Statistics are an important part of many user researchers’ toolboxes, but knowing that you’re coming to the correct conclusions with data isn’t always so straightforward.
In my previous article, I explained the levels of measurement that researchers use to assign numbers or labels to units of analysis in order to represent categories.
I use the mnemonic “NOIR” to remember these data (as in film or pinot, two of my three favorite noirs):
Shoutout to Ben Wiedmaier for reinforcing that mnemonic! In that article, I shared details about the characteristics of each data level and the associated descriptive statistics you can apply to each level when reporting and sharing results with your teammates.
I also mentioned that some of these levels afford the opportunity to apply other types of data analysis that can be more powerful or answer different questions—in particular, statistical tests of significance. If you have been a UX researcher for any amount of time, then you’ve probably been asked of your findings, “Is this statistically significant?”
Statistical significance explained
While there’s a lot to unpack with the question: Is this statistically significant?, the truly accurate way to phrase that question is: Is this data significantly different from [something else]?
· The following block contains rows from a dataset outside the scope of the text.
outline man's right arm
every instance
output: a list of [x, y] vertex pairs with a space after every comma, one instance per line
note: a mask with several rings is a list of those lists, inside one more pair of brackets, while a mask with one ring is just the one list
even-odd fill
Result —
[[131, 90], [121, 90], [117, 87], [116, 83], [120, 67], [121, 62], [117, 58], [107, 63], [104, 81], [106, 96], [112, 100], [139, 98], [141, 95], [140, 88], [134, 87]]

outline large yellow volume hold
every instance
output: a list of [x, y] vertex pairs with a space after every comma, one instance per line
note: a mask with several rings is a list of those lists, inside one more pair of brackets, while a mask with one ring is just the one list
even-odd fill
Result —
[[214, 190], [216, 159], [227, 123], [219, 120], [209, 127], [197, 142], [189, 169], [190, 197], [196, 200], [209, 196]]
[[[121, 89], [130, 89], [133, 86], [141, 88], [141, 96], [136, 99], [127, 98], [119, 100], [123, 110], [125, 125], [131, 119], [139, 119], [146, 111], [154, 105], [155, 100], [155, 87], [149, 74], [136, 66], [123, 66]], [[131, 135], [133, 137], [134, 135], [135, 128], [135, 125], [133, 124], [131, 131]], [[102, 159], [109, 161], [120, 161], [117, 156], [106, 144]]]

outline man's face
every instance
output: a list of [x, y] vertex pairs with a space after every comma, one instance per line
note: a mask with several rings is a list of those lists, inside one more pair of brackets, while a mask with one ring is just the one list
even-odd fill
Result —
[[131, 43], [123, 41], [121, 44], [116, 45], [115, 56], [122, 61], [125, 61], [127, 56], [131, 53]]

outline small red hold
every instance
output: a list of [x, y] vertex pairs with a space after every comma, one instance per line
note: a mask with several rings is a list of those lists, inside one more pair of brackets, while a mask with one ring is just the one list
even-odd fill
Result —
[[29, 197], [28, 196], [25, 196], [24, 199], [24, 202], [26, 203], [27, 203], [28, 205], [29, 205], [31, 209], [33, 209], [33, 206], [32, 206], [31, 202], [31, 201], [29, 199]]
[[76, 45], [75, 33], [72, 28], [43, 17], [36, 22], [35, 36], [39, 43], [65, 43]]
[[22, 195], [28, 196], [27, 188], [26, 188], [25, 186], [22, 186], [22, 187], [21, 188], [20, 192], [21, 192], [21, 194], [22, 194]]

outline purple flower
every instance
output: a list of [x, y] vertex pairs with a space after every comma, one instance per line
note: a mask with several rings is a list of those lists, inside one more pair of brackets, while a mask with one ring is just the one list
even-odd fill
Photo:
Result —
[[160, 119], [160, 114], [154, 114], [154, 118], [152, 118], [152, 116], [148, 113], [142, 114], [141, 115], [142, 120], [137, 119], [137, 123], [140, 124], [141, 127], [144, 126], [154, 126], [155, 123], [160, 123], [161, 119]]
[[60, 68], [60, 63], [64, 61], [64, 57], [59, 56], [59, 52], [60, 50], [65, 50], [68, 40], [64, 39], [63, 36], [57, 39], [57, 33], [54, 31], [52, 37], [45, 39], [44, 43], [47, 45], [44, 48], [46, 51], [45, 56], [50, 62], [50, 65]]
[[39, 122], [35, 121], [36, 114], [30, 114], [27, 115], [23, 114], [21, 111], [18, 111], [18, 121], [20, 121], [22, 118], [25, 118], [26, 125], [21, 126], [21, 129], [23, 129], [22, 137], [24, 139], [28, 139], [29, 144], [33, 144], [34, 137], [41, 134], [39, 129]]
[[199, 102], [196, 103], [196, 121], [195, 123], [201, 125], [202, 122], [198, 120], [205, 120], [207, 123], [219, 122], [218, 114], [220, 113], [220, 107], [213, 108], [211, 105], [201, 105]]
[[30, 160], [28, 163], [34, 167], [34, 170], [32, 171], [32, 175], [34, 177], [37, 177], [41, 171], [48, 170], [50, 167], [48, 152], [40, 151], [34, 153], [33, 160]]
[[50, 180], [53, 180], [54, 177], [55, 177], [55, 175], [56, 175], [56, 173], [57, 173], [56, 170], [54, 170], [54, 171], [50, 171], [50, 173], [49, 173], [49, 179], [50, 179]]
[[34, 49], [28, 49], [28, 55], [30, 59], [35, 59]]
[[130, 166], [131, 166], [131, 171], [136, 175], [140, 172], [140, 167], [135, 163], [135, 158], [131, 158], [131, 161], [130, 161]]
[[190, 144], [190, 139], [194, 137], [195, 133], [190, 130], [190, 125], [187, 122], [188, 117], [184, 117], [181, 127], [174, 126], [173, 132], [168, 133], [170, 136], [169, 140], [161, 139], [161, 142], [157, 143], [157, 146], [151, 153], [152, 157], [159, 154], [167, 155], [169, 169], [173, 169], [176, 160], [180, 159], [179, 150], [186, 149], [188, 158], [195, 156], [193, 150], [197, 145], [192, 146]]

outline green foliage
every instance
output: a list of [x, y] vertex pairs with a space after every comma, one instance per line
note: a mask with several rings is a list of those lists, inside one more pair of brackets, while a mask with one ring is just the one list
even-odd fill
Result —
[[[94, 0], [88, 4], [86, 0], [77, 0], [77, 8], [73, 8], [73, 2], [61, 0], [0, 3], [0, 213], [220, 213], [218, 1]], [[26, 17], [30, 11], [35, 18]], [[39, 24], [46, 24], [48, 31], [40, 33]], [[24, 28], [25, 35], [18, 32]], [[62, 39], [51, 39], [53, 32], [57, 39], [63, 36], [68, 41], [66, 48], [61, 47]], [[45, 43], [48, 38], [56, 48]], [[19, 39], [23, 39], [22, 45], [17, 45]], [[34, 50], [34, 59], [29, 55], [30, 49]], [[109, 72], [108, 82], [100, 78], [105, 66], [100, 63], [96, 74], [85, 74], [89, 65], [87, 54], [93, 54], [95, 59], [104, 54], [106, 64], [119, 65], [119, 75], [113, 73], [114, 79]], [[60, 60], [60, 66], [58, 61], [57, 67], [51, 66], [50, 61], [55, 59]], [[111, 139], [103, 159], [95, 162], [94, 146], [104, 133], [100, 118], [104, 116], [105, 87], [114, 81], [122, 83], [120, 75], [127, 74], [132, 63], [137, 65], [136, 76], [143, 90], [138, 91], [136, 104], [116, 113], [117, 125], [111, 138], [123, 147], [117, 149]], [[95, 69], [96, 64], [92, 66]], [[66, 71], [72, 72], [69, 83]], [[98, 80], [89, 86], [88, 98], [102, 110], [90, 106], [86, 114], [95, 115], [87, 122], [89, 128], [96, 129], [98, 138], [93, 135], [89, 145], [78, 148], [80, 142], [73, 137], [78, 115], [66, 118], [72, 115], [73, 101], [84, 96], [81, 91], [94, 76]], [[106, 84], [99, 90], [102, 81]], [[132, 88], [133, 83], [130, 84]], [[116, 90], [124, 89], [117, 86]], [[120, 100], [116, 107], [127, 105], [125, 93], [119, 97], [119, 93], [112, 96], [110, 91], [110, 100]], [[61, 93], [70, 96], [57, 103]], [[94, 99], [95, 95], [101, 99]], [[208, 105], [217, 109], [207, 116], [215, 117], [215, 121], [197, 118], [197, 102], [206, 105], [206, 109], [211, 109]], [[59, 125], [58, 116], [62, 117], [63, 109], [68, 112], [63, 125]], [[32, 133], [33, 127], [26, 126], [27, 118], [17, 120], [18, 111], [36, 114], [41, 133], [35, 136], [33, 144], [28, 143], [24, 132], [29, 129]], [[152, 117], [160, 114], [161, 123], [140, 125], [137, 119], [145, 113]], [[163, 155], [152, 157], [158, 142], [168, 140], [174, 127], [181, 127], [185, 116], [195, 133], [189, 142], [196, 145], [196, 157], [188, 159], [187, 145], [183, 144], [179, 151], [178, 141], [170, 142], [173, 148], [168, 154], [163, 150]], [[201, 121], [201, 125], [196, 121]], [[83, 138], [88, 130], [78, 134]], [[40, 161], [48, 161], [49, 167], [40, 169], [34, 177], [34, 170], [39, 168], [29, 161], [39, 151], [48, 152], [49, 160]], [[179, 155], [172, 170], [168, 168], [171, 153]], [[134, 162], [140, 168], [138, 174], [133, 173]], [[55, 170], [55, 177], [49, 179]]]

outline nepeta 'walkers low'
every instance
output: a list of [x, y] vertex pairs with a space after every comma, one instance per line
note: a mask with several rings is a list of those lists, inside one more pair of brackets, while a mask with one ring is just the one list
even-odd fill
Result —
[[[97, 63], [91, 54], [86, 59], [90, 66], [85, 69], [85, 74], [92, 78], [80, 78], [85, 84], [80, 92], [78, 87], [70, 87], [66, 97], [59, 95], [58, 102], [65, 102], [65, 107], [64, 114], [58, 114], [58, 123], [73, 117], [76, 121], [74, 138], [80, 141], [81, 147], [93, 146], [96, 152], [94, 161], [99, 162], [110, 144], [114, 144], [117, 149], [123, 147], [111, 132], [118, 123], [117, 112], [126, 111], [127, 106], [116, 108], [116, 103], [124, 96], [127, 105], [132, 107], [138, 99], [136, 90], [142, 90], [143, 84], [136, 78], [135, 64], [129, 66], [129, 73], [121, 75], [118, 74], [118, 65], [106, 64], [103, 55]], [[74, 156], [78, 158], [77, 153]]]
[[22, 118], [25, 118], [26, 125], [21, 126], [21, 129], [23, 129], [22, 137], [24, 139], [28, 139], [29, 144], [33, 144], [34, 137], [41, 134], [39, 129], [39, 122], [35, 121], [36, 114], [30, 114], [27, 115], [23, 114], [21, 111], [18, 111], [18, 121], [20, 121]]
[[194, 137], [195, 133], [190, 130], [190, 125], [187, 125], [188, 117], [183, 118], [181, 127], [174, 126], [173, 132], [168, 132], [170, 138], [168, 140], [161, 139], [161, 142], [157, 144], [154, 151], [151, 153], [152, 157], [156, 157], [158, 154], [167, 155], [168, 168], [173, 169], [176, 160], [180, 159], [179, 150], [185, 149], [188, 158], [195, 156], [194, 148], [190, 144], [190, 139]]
According to the scientific method of testing, we start with assuming the null hypothesis. In other words, what we think will have an effect will not—so the test can either maintain that null hypothesis or disprove it.
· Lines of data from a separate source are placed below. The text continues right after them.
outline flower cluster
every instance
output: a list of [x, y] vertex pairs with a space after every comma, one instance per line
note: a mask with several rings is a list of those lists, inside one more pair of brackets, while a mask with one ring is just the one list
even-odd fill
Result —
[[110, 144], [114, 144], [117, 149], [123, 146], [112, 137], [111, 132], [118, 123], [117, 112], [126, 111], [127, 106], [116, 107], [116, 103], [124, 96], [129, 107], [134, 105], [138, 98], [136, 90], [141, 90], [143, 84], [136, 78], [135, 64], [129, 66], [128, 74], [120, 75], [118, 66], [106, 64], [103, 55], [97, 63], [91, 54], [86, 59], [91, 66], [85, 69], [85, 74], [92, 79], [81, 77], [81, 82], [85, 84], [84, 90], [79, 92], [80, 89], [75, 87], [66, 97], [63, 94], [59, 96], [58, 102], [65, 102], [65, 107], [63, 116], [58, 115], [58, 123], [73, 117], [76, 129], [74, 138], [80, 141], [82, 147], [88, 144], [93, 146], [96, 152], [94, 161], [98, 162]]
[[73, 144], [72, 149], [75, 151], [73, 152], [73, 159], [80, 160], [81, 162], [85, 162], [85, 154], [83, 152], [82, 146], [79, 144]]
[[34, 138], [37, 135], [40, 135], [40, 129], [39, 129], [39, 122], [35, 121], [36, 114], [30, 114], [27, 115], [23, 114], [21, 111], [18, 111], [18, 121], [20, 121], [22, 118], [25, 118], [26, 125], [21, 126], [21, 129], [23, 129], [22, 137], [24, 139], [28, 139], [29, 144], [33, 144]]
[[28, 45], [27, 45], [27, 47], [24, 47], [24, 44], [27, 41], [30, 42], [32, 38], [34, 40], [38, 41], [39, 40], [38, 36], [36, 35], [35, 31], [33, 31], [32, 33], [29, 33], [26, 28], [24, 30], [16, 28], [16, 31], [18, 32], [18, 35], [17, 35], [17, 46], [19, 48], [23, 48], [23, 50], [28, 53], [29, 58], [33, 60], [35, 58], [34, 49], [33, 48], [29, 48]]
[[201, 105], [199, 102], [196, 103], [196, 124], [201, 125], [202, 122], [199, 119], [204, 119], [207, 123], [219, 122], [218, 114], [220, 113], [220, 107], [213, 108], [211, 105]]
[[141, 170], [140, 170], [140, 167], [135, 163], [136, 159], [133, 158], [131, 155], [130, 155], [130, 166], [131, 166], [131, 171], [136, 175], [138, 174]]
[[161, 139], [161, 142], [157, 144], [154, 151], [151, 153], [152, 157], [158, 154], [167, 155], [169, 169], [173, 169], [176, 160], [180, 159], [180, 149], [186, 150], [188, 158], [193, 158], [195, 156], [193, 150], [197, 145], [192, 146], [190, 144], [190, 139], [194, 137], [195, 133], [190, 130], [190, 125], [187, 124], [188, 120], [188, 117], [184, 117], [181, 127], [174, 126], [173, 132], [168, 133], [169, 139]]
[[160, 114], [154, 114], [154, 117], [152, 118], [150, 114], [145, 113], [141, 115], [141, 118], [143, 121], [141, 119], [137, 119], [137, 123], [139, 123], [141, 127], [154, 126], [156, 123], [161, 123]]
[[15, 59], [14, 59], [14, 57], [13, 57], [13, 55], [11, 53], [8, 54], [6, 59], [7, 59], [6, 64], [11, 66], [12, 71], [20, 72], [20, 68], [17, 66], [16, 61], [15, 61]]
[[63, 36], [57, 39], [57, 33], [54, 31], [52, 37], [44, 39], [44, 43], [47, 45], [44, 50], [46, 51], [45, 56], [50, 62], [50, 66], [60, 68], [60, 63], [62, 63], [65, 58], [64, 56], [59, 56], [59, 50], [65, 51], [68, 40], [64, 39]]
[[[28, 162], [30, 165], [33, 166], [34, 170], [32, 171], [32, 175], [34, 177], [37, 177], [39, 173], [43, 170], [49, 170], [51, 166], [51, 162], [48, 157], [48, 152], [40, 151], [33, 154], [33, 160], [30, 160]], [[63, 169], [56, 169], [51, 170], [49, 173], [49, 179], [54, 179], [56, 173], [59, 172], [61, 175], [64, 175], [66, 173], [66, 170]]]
For example, a test can potentially find that:
“Participants complete a given task faster using Option 1 than using Option 2.”
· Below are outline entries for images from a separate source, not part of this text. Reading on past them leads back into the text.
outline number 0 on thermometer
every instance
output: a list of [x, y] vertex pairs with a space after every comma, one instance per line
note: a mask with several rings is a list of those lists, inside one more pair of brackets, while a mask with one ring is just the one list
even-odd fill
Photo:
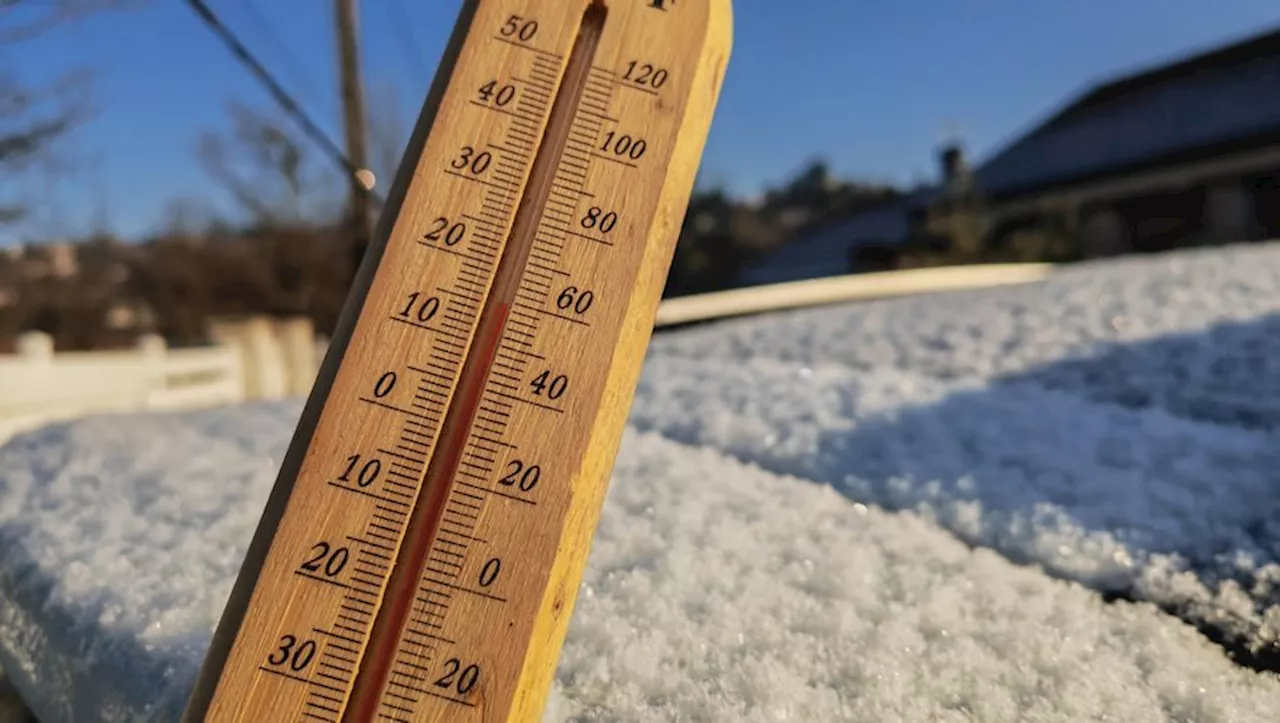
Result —
[[730, 0], [466, 0], [186, 720], [540, 719]]

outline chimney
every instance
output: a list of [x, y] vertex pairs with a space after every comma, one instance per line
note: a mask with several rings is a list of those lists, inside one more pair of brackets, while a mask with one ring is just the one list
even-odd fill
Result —
[[938, 159], [942, 165], [943, 186], [952, 186], [969, 174], [969, 166], [964, 160], [964, 148], [959, 143], [943, 146]]

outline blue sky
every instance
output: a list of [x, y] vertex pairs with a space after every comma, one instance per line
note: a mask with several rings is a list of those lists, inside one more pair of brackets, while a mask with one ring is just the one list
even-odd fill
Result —
[[[371, 95], [396, 100], [371, 113], [396, 107], [412, 124], [458, 4], [361, 3], [365, 77]], [[333, 3], [210, 6], [340, 139]], [[1088, 84], [1275, 26], [1274, 0], [737, 0], [703, 174], [753, 193], [824, 156], [845, 177], [929, 180], [947, 137], [980, 161]], [[74, 235], [95, 219], [143, 234], [179, 197], [234, 214], [196, 142], [228, 127], [228, 101], [271, 102], [184, 3], [134, 0], [0, 54], [0, 69], [31, 82], [82, 65], [96, 73], [97, 115], [65, 147], [74, 168], [26, 238]], [[0, 232], [0, 244], [13, 239]]]

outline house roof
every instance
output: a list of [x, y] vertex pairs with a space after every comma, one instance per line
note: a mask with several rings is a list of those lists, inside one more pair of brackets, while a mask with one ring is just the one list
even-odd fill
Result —
[[910, 230], [908, 216], [911, 210], [936, 193], [936, 188], [923, 188], [800, 234], [749, 264], [740, 275], [741, 280], [760, 284], [844, 274], [850, 264], [849, 252], [854, 248], [902, 241]]
[[982, 164], [992, 196], [1280, 139], [1280, 29], [1088, 91]]

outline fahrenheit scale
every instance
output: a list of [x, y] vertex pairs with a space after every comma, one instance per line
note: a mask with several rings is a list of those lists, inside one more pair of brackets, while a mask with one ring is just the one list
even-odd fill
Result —
[[184, 720], [541, 717], [730, 0], [466, 0]]

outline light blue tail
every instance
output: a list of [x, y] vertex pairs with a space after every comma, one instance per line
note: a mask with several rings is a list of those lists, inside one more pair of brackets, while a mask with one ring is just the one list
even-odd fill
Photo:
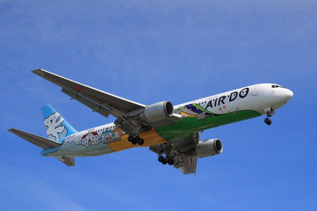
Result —
[[77, 131], [51, 105], [41, 108], [48, 139], [57, 141]]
Associating the data with the number of participants and reporting the confidence intervals, this finding would disprove the null hypothesis. Otherwise, we can still only conclude, “This design does not make users complete the task any faster than this one.”
Some examples of how to rephrase the “statistical significance” question more specifically are:
→ If five of five test users could not complete a task, how sure can we be that most users will also fail?
In other words, what’s the likelihood that we just happened to randomly pick five users who failed the task when only a handful of users would actually do so, versus the potential conclusion from the test evidence that all of them will fail?
→ If the SUS score for Design Option 1 is 90 and Design Option 2 is 78, is the first option significantly more usable than the second?
In other words, what’s the likelihood that we just happened to find more users that assessed Option 1 as more usable, but if we tested with all users, we would see no real difference? If there was no real difference, but we concluded that a true difference was found, this would be known as a type I error, also known as a false positive.
→ If the SUS score for Design Option 1 is 88 and Design Option 2 is 87, can we conclude that the first option is not better than the second?
In other words, what’s the likelihood that we just happened to find an equal number of users that assessed both options similarly, but if we tested with all users, we would see an actual difference between the two? If there were an actual difference but we concluded that a true difference was not found, this would be known as a type II error, also called a false negative.
Note that in all of these questions, an underlying question is how many test participants you need. That’s a subject for another article, and plenty has been written on that topic, but I didn’t want to ignore that piece of the puzzle. Stay tuned!
Statistical tests for each data level
The following sections describe some of the tests you can apply to various data levels. Note that this is not an exhaustive list. Rather, I’ll discuss the tests that would most likely apply to the kind of data UX researchers deal with.
As I mentioned in Part 1, applying statistical tests to UX research data is not the norm in industry design research. This is because it requires specialized education and expensive software not commonly found in the average UX research department.
I confess that I’m not a statistics expert, so my goal is to introduce you to these statistical tests at a cursory level. I recommend that you read beyond this article before confidently applying any statistical tests described here. As mentioned in Part 1, many of these tests also require special software or a lot of patience with manual or Excel-supported calculations.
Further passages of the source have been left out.